Mon ressenti est vraiment inégal. Certains poèmes m'ont éblouie et d'autres m'ont paru complètement hermétiques. Il est vrai que ce recueil court sur plusieurs années (1919-1944) et englobe donc quelques expériences littéraires très à la mode au moment du surréalisme par exemple, expériences d'écriture automatique ou de demi-sommeil dont les résultats sont loin de me toucher.
Mais tout cela bien sûr est affaire personnelle.
A d'autres moments, la plume de Desnos vous emporte vers le rêve, la liberté, la drôlerie, c'est frais, gai, léger.
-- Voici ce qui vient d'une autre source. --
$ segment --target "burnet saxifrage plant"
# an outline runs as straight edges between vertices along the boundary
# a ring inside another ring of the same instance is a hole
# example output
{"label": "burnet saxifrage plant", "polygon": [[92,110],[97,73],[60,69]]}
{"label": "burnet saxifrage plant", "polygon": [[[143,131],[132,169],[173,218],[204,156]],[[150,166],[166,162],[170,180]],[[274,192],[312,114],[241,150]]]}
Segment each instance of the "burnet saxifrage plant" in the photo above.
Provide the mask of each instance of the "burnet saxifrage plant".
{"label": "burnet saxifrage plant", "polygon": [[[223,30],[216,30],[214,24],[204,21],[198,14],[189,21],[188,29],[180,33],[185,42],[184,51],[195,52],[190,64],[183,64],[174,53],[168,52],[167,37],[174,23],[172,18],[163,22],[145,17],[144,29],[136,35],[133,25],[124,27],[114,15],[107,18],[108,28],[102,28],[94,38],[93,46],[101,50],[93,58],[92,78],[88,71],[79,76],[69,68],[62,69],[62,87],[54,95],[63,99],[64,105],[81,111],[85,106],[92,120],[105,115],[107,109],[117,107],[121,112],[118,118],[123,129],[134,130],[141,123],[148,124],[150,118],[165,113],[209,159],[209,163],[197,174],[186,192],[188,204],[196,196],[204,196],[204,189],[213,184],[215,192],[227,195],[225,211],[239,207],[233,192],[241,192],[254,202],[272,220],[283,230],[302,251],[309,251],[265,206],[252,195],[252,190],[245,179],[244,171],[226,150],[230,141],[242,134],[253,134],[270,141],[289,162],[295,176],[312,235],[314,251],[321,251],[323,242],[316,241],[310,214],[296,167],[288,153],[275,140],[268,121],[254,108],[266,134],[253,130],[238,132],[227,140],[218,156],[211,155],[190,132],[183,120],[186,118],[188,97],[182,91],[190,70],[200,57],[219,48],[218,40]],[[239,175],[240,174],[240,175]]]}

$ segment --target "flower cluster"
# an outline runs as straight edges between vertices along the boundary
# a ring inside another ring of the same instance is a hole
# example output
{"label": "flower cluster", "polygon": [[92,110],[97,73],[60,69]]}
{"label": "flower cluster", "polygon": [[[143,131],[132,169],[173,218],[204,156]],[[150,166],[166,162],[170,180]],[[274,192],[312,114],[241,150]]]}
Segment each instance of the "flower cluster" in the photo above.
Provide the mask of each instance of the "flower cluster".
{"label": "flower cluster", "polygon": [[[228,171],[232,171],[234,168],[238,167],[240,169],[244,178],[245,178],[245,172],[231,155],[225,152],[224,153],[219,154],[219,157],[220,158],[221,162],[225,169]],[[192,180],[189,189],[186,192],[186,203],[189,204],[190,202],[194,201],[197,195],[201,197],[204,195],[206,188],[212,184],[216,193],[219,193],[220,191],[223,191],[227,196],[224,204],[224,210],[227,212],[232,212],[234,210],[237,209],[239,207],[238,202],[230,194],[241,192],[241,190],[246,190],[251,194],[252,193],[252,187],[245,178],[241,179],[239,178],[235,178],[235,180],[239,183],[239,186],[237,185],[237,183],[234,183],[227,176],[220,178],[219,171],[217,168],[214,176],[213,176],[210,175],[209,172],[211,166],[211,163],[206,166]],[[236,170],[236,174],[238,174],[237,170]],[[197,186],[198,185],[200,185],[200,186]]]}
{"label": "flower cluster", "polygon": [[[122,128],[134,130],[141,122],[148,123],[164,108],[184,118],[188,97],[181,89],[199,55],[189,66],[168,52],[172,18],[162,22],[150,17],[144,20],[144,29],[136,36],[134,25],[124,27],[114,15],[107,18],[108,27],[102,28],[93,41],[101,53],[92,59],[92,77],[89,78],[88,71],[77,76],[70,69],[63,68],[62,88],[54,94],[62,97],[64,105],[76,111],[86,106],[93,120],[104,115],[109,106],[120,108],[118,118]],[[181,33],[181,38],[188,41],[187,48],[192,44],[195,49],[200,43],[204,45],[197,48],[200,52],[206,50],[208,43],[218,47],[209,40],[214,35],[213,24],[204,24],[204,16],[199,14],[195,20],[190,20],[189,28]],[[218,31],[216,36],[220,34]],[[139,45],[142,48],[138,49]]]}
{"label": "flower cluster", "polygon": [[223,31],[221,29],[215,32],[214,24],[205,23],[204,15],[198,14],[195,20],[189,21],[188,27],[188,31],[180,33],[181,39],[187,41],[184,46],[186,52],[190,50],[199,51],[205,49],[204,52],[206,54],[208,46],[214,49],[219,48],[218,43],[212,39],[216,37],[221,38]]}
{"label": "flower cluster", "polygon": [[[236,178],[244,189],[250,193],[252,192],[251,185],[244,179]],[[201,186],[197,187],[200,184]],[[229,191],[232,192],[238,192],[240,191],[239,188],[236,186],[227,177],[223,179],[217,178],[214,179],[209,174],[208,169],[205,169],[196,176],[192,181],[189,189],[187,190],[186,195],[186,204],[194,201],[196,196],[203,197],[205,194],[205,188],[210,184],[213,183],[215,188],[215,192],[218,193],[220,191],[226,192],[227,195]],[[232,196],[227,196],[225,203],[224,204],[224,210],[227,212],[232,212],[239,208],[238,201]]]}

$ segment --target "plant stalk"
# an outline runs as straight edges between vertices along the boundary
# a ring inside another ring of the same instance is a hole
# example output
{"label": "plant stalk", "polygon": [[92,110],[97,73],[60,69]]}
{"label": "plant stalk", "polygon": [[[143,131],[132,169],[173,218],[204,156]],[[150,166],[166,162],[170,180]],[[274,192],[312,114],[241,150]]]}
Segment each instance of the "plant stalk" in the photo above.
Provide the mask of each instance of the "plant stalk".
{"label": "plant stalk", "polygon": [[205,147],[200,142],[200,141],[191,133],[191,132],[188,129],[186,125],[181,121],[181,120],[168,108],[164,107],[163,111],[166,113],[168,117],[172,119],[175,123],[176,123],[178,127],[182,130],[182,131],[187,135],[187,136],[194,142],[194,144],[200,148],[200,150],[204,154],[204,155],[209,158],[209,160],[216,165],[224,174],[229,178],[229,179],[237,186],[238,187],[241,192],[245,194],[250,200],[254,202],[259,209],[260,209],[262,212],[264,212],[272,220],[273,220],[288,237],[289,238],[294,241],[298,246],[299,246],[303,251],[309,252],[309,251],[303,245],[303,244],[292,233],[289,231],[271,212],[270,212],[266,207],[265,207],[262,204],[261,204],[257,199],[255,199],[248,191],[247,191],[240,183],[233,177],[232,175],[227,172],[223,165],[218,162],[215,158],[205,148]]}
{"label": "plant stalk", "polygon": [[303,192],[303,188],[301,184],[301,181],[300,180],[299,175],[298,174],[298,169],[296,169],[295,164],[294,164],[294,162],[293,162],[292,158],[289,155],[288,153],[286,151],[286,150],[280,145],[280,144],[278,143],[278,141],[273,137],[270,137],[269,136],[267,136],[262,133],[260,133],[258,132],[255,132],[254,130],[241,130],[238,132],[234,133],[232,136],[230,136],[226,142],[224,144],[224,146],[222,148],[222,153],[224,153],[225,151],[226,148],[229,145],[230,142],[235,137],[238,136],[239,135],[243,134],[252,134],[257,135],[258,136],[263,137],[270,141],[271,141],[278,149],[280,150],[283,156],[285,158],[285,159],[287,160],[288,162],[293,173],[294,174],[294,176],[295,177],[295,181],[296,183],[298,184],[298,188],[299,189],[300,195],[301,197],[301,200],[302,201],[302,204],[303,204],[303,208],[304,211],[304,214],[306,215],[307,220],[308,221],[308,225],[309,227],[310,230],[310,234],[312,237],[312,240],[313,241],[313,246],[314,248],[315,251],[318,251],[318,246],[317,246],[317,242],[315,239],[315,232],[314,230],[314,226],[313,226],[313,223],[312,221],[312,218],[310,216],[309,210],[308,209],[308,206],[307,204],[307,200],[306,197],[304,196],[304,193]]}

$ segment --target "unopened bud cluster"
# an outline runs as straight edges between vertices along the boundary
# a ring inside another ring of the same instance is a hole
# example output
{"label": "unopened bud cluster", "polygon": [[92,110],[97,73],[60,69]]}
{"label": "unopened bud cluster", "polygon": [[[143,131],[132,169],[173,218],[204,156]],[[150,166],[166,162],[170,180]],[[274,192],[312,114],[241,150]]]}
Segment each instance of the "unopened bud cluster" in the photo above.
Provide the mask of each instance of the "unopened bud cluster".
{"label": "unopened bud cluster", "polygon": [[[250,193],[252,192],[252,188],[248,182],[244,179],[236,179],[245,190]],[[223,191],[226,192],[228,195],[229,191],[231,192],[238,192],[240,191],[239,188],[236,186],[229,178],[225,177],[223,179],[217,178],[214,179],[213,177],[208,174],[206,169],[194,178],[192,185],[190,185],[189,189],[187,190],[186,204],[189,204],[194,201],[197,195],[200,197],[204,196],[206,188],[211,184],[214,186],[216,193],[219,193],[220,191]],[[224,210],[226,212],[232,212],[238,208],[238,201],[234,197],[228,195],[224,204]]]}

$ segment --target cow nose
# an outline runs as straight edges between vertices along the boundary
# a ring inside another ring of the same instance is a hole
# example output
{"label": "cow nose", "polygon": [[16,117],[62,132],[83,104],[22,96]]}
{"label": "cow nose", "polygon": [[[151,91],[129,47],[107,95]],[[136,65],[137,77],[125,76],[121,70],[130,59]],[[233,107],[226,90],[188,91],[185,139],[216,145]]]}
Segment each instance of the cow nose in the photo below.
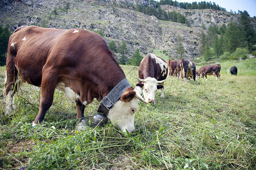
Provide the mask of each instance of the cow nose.
{"label": "cow nose", "polygon": [[155,99],[148,99],[148,103],[155,103]]}
{"label": "cow nose", "polygon": [[130,133],[134,133],[135,131],[135,128],[134,127],[133,128],[123,128],[123,131],[126,132],[126,130]]}

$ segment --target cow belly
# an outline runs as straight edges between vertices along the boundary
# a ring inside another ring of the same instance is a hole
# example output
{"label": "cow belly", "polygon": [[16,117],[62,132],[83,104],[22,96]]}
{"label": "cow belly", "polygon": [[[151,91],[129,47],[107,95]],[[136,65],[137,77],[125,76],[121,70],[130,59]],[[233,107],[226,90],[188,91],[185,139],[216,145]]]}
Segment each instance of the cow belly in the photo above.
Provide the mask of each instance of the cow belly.
{"label": "cow belly", "polygon": [[188,71],[187,73],[187,76],[191,76],[193,75],[193,72],[192,71]]}
{"label": "cow belly", "polygon": [[69,87],[66,87],[63,83],[59,83],[56,88],[64,92],[65,95],[72,103],[75,103],[76,101],[80,100],[80,96],[76,94]]}
{"label": "cow belly", "polygon": [[[210,73],[207,73],[207,75],[212,75],[214,73],[213,71],[210,71]],[[214,74],[215,75],[215,73]]]}

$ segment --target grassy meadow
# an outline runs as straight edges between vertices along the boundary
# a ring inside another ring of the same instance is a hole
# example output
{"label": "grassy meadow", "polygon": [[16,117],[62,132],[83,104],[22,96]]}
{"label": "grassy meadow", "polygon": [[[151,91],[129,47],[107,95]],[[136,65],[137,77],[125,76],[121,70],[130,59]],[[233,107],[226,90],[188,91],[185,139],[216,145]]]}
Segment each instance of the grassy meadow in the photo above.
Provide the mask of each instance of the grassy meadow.
{"label": "grassy meadow", "polygon": [[[96,100],[85,109],[87,129],[77,131],[75,104],[57,90],[44,125],[32,128],[40,94],[28,84],[15,96],[15,113],[5,115],[0,67],[0,169],[255,169],[256,60],[220,64],[220,81],[168,78],[164,98],[159,91],[155,104],[139,101],[133,134],[110,121],[94,125]],[[228,74],[234,65],[237,76]],[[138,67],[121,67],[134,86]]]}

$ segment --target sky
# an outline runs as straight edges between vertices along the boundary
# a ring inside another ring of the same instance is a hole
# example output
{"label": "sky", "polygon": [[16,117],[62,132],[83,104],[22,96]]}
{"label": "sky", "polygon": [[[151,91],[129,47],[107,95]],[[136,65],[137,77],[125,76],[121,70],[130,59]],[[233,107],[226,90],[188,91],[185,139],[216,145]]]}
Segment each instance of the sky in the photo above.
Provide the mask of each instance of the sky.
{"label": "sky", "polygon": [[[173,0],[175,1],[175,0]],[[230,12],[230,10],[234,12],[238,13],[238,10],[243,11],[246,10],[250,17],[256,16],[256,0],[176,0],[179,2],[188,2],[192,3],[193,2],[214,2],[221,7],[226,9]]]}

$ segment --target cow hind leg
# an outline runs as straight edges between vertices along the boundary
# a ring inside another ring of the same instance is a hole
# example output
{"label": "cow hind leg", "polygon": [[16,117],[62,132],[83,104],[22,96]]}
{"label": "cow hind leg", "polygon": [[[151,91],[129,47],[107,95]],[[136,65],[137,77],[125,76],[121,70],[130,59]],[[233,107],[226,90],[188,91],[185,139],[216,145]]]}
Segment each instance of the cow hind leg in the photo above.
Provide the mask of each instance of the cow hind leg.
{"label": "cow hind leg", "polygon": [[84,113],[85,106],[81,102],[76,103],[77,118],[80,119],[80,122],[77,124],[77,128],[79,130],[84,130],[86,129],[86,120],[84,119]]}
{"label": "cow hind leg", "polygon": [[43,124],[46,112],[49,109],[53,101],[54,91],[56,86],[56,79],[53,75],[43,75],[41,84],[41,98],[38,116],[33,122],[32,126]]}
{"label": "cow hind leg", "polygon": [[5,114],[13,113],[14,112],[13,104],[13,96],[18,91],[18,84],[16,83],[18,71],[13,66],[6,65],[5,76],[5,95],[6,96],[6,106]]}
{"label": "cow hind leg", "polygon": [[161,97],[164,97],[164,94],[163,93],[163,87],[161,88]]}

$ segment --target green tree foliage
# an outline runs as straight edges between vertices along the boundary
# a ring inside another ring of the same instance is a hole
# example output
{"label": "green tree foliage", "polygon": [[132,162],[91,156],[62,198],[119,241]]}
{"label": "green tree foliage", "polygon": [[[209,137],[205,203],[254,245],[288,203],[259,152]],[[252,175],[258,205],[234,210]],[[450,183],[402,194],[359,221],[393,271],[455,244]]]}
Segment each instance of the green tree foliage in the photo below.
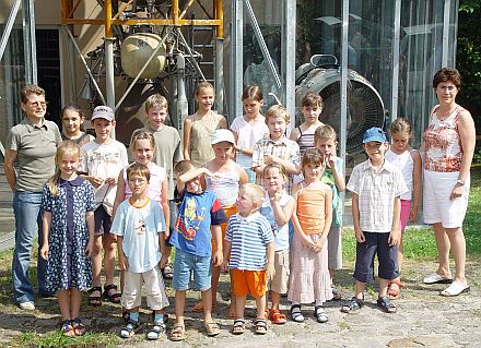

Et puis, bien sûr l'amour, le bel amour, le grand amour (pour sa femme Youki) Puis, elle devient plus grave quand elle évoque la vieillesse ou la mort, la guerre, l'engagement et peut grimper dans la colère quand elle dénonce Pétain, Hitler ou Goebbels..
 
Bref, je ferai comme d'habitude, je piocherai à droite et à gauche ce qui me plaît ici, les thèmes sont si variés et les styles si différents (rime, prose, argot). D'ailleurs, je laisse souvent dans les recueils de poésie des petits papiers de couleur sur les pages qui m'ont particulièrement plu, pour accéder plus vite aux mots-bonheur.
"Ce coeur qui haïssait la guerre" a eu une fin bien tragique puisqu'il est décédé le 8 juin 1945 au camp de Terezin, en Tchécoslovaquie.

Lien : http://mes-petites-boites.ov..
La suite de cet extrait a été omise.